Here is the simplest function useful to demonstrate the behavior of a generator:[7]

这里是一个简单的对于阐明生成器行为很有用的函数【注释7】：

[7]Thanks to David Kwast for suggesting this example. 【注释7】感谢David Kwast对于这个例子的建议。

>>> def gen_123(): #
...     yield 1#
...     yield 2
...     yield 3
...
>>> gen_123 #
doctest: +ELLIPSIS <function gen_123 at 0x...> #
>>> gen_123() #
doctest: +ELLIPSIS <generator object gen_123 at 0x...> #
>>> for i in gen_123(): #
... print(i)
1
2
3
>>> g = gen_123() #
>>> next(g) #
1
>>> next(g)
2
>>> next(g)
3
>>> next(g) #
Traceback (most recent call last):
...
    StopIteration

1. Any Python function that contains the yield keyword is a generator function.
2. Usually the body of a generator function has loop, but not necessarily; here I just repeat yield three times.
3. Looking closely, we see gen_123 is a function object.
4. But when invoked, gen_123() returns a generator object.
5. Generators are iterators that produce the values of the expressions passed to yield.
6. For closer inspection, we assign the generator object to g.
7. Because g is an iterator, calling next(g) fetches the next item produced by yield.
8. When the body of the function completes, the generator object raises a StopIt eration.

• 通常生成器函数主体包含循环，但并不是必须的；这里我只是把yield重复了三次。
• 进一步来看，我们可以看到gen_123是一个函数对象。
• 但是在调用时，gen_123（）返回一个生成器对象。

A generator function builds a generator object that wraps the body of the function.

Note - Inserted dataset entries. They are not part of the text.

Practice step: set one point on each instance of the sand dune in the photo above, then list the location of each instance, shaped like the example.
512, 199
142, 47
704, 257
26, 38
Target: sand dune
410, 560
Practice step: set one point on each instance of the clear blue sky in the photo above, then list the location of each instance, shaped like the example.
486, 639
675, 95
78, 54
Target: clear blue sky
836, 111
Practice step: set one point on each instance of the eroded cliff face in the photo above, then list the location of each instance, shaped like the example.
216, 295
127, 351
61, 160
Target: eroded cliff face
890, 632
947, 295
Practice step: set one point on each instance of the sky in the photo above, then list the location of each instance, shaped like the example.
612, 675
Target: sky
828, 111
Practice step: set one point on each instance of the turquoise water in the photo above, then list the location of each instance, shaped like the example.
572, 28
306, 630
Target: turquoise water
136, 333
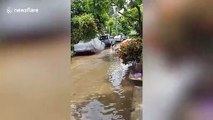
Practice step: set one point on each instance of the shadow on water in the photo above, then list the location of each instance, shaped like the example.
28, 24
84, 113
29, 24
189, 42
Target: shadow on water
116, 104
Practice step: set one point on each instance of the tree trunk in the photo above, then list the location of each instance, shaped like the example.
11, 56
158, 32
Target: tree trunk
140, 22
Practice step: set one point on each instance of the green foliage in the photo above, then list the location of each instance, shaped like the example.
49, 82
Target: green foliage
91, 17
85, 27
130, 51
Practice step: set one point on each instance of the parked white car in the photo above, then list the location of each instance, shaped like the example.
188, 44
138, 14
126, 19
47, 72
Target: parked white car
94, 46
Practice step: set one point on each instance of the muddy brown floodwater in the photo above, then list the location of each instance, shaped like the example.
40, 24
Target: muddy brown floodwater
99, 88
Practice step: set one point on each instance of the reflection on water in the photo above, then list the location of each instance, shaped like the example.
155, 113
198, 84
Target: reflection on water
117, 72
94, 109
116, 105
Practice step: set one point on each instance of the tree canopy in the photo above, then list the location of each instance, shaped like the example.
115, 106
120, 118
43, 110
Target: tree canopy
92, 17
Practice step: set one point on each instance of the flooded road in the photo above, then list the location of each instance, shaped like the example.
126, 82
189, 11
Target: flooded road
99, 88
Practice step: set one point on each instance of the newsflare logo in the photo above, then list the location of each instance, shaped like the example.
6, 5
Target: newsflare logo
10, 10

When we invoke next(...) on the generator object, execution advances to the next yield in the function body, and the next(...) call evaluates to the value yielded when the func‐ tion body is suspended. Finally, when the function body returns, the enclosing generator object raises StopIteration, in accordance with the Iterator protocol.

生成器函数构建了一个包含函数主体的生成器对象。当我们对生成器对象调用next(...)时，

####Tips I find it helpful to be strict when talking about the results ob‐ tained from a generator: I say that a generator yields or produces values. But it’s confusing to say a generator “returns” values. Func‐ tions return values. Calling a generator function returns a gener‐ ator. A generator yields or produces values. A generator doesn’t “return” values in the usual way: the return statement in the body of a generator function causes StopIteration to be raised by the generator object.[8]
#####提示

[8] Prior to Python 3.3, it was an error to provide a value with the return statement in a generator function. Now that is legal, but the return still causes a StopIteration exception to be raised. The caller can retrieve the return value from the exception object. However, this is only relevant when using a generator func‐ tion as a coroutine, as we’ll see in “Returning a Value from a Coroutine” on page 475.

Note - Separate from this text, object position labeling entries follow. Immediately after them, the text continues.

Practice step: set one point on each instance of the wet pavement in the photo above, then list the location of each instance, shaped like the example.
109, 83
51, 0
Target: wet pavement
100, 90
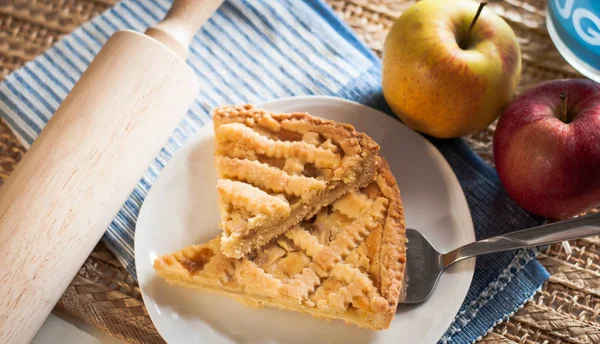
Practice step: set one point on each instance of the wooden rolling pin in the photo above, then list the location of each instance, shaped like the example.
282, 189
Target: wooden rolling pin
78, 173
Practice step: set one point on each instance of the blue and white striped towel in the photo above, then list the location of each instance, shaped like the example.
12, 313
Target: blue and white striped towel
256, 50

【注释8】在Python3.3之前，在生成器函数的为return语句中提供值是件错误的事情，但是reurn仍旧引发StopIteration异常的抛出。调用者可以在exception对象中重新去回值。不过，

Example 14-6 makes the interaction between a for loop and the body of the function more explicit.

例子14-6，

Example 14-6. A generator function that prints messages when it runs

例子14-6. 一个在运行时答应消息的函数

>>> def gen_AB(): #
...     print('start') 
...     yield 'A' # 
...     print('continue') 
...     yield 'B' # 
...     print('end.') # 
...
>>> for c in gen_AB(): # 
...     print('-->', c) # 
...
start
--> A
continue
--> B
end.
>>>

1. The generator function is defined like any function, but uses yield. 生成器函数和其他任意函数一样来定义，除了使用yield之外。

2. The first implicit call to next() in the for loop at will print 'start' and stop at the first yield, producing the value 'A'. 在for循环中第一次明确调用next()会打印

3. The second implicit call to next() in the for loop will print 'continue' and stop at the second yield, producing the value 'B'. for循环中隐式地调用next()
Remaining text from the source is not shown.